Engineering and Technology
D-index
36
Citations
6,410
114
World Ranking
3206
National Ranking
1250

- Mathematical analysis
- Algebra
- Geometry

Raytcho D. Lazarov spends much of his time researching Mathematical analysis, Finite element method, Boundary value problem, Discontinuous Galerkin method and Elliptic curve. The Mathematical analysis study combines topics in areas such as Type and Finite volume method. The various areas that Raytcho D. Lazarov examines in his Finite element method study include Piecewise linear function and Fractional calculus, Applied mathematics.

His Fractional calculus research incorporates elements of Space and Numerical analysis. His studies in Boundary value problem integrate themes in fields like Discretization, Bounded function and Eigenvalues and eigenvectors. His research in Elliptic curve intersects with topics in Multigrid method and Partial differential equation.

- Unified Hybridization of Discontinuous Galerkin, Mixed, and Continuous Galerkin Methods for Second Order Elliptic Problems (794 citations)
- First-order system least squares for second-order partial differential equations: part I (316 citations)
- Error Estimates for a Semidiscrete Finite Element Method for Fractional Order Parabolic Equations (184 citations)

His primary areas of study are Mathematical analysis, Finite element method, Applied mathematics, Boundary value problem and Numerical analysis. He has included themes like Finite volume method and Discontinuous Galerkin method in his Mathematical analysis study. Raytcho D. Lazarov has researched Finite element method in several fields, including Piecewise linear function, Fractional calculus and Eigenvalues and eigenvectors.
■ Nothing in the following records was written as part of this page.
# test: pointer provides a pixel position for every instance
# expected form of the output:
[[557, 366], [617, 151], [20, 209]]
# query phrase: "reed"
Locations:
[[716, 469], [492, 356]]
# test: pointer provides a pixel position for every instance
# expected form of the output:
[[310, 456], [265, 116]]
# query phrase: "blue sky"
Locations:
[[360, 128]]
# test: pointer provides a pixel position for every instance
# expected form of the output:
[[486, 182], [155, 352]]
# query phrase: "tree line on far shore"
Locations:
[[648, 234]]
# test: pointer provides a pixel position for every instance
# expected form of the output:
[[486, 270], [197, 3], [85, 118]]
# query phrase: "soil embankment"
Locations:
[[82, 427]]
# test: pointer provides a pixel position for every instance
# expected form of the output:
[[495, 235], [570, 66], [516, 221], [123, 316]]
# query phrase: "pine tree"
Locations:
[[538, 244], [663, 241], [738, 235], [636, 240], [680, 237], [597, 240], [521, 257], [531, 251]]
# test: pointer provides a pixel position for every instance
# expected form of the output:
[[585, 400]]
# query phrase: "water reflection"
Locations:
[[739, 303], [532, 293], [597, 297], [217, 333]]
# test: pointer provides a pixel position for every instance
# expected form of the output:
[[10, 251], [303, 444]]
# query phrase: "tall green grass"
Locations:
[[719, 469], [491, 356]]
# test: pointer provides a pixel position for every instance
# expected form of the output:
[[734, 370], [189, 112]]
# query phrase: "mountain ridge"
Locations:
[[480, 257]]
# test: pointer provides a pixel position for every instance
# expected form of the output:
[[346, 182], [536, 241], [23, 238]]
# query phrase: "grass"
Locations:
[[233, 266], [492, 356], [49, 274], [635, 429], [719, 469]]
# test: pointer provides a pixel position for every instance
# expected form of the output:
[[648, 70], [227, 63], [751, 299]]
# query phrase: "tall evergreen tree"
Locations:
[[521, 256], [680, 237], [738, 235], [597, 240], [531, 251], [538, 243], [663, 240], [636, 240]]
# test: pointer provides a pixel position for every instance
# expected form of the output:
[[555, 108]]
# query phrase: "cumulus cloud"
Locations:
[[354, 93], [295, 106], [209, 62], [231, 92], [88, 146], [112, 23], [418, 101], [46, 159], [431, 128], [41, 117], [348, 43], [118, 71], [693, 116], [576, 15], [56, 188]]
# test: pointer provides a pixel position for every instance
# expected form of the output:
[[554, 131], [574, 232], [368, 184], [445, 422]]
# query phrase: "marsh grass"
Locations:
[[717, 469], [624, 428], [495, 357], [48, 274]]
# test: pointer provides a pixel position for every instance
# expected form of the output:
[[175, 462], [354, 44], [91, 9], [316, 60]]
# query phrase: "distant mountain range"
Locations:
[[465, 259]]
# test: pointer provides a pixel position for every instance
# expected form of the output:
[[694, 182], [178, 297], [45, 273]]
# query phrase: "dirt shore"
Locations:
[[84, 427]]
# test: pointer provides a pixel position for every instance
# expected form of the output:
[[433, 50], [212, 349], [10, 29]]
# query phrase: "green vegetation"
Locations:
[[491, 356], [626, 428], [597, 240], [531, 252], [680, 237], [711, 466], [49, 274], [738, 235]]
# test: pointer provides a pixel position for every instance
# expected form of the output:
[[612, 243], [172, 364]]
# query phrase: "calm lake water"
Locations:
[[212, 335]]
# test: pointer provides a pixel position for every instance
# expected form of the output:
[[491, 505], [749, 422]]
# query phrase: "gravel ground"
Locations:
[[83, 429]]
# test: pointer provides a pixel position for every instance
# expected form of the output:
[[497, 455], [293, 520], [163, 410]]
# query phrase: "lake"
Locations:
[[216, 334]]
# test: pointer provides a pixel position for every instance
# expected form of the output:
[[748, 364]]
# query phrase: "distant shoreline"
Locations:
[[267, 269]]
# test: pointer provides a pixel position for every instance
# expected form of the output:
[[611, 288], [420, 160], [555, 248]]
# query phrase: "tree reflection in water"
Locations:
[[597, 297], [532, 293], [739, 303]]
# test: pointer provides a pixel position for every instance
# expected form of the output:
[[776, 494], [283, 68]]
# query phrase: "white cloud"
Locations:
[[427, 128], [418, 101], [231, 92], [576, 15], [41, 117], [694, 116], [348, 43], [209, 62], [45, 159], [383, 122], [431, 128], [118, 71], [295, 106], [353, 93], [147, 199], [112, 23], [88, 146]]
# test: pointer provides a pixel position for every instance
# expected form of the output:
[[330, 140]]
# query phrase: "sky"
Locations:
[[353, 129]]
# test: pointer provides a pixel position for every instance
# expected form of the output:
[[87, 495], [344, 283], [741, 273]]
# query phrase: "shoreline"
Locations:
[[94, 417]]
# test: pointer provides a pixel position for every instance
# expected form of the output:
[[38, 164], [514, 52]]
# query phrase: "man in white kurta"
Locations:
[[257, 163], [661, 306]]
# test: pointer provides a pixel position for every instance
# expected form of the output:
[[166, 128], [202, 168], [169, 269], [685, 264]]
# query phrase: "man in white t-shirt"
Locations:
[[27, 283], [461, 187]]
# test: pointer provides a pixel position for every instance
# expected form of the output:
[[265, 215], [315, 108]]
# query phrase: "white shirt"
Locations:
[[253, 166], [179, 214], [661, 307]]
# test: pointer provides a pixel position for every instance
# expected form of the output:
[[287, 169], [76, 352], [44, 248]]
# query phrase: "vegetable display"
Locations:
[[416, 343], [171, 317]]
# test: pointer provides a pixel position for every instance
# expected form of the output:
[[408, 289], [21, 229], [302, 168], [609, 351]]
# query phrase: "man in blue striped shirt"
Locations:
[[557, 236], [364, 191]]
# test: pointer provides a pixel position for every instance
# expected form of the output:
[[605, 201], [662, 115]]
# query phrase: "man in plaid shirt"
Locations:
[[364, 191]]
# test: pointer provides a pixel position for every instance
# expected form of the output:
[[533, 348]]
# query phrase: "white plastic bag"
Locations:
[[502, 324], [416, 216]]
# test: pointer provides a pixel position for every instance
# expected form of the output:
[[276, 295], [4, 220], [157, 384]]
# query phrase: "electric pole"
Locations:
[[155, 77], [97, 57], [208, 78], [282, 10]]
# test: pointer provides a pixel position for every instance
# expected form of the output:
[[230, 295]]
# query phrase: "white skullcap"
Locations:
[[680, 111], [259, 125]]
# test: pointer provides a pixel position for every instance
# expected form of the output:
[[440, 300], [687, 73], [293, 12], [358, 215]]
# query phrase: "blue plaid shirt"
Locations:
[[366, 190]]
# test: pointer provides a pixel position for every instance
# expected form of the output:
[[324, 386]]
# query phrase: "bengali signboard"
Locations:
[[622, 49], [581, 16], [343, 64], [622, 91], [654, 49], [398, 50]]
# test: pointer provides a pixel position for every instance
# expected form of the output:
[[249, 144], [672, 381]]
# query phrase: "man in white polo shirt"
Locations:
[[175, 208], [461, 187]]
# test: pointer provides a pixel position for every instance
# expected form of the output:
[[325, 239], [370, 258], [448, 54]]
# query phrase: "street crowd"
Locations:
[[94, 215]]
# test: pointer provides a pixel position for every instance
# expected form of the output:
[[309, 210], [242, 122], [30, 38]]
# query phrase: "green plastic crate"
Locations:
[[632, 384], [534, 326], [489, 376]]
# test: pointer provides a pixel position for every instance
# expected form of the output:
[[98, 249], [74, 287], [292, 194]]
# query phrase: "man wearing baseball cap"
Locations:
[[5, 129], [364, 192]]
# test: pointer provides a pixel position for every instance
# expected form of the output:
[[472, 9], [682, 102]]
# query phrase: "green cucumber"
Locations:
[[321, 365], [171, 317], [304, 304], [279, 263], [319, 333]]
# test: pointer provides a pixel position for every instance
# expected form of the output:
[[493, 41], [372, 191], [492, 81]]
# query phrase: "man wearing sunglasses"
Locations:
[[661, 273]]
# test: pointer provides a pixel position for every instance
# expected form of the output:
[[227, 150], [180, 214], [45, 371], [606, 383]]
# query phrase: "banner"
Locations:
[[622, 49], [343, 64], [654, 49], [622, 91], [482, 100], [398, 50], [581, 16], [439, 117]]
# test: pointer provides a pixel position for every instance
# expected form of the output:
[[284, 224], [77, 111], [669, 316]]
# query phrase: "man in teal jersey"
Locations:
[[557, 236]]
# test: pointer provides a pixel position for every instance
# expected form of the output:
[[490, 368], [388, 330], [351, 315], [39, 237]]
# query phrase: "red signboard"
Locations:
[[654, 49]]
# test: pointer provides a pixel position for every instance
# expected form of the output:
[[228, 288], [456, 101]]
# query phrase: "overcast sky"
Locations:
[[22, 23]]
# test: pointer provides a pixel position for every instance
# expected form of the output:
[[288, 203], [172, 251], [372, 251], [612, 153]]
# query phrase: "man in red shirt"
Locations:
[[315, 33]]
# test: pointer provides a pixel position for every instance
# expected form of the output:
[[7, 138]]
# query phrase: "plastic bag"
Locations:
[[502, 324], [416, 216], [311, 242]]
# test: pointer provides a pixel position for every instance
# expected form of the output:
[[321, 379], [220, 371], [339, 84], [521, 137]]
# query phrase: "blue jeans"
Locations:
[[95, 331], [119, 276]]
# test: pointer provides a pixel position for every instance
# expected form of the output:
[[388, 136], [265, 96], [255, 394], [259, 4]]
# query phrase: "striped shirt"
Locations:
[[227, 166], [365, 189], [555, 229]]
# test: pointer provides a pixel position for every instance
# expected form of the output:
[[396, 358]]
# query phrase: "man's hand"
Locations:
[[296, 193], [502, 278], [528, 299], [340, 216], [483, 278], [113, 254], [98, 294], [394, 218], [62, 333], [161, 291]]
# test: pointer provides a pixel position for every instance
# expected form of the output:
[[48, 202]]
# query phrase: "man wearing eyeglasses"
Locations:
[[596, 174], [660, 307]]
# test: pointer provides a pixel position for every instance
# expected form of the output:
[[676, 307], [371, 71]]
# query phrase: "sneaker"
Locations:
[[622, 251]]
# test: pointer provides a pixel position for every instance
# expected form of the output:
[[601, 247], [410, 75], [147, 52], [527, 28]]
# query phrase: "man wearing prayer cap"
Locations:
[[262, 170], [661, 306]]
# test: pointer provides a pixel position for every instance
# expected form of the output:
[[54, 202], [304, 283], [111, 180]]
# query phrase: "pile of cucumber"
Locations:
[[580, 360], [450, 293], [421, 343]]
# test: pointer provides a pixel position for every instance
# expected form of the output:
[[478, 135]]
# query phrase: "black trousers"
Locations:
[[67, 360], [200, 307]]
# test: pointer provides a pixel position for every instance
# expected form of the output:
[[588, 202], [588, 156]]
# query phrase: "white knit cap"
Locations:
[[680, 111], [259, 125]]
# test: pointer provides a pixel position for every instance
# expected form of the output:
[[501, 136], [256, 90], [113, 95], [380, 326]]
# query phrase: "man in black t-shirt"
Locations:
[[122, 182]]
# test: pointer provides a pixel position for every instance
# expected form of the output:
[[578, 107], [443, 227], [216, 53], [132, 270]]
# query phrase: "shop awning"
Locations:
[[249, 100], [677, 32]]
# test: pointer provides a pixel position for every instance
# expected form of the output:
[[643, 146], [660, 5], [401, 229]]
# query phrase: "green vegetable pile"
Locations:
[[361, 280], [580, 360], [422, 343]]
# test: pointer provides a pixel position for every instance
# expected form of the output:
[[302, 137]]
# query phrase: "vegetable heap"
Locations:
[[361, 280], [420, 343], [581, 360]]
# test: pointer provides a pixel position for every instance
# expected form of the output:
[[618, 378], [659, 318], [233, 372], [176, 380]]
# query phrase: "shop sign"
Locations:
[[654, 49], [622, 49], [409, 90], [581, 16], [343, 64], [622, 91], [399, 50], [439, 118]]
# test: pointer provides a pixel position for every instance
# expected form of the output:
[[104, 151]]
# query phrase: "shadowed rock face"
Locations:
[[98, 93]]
His Applied mathematics research integrates issues from Domain decomposition methods, Preconditioner, Multigrid method, Mathematical optimization and Order. In his research on the topic of Boundary value problem, Diffusion equation is strongly related with Bounded function. His research on Numerical analysis also deals with topics like

- Elliptic operator, which have a strong connection to Order and Positive-definite matrix,
- Finite difference together with Finite difference method and Algebraic equation.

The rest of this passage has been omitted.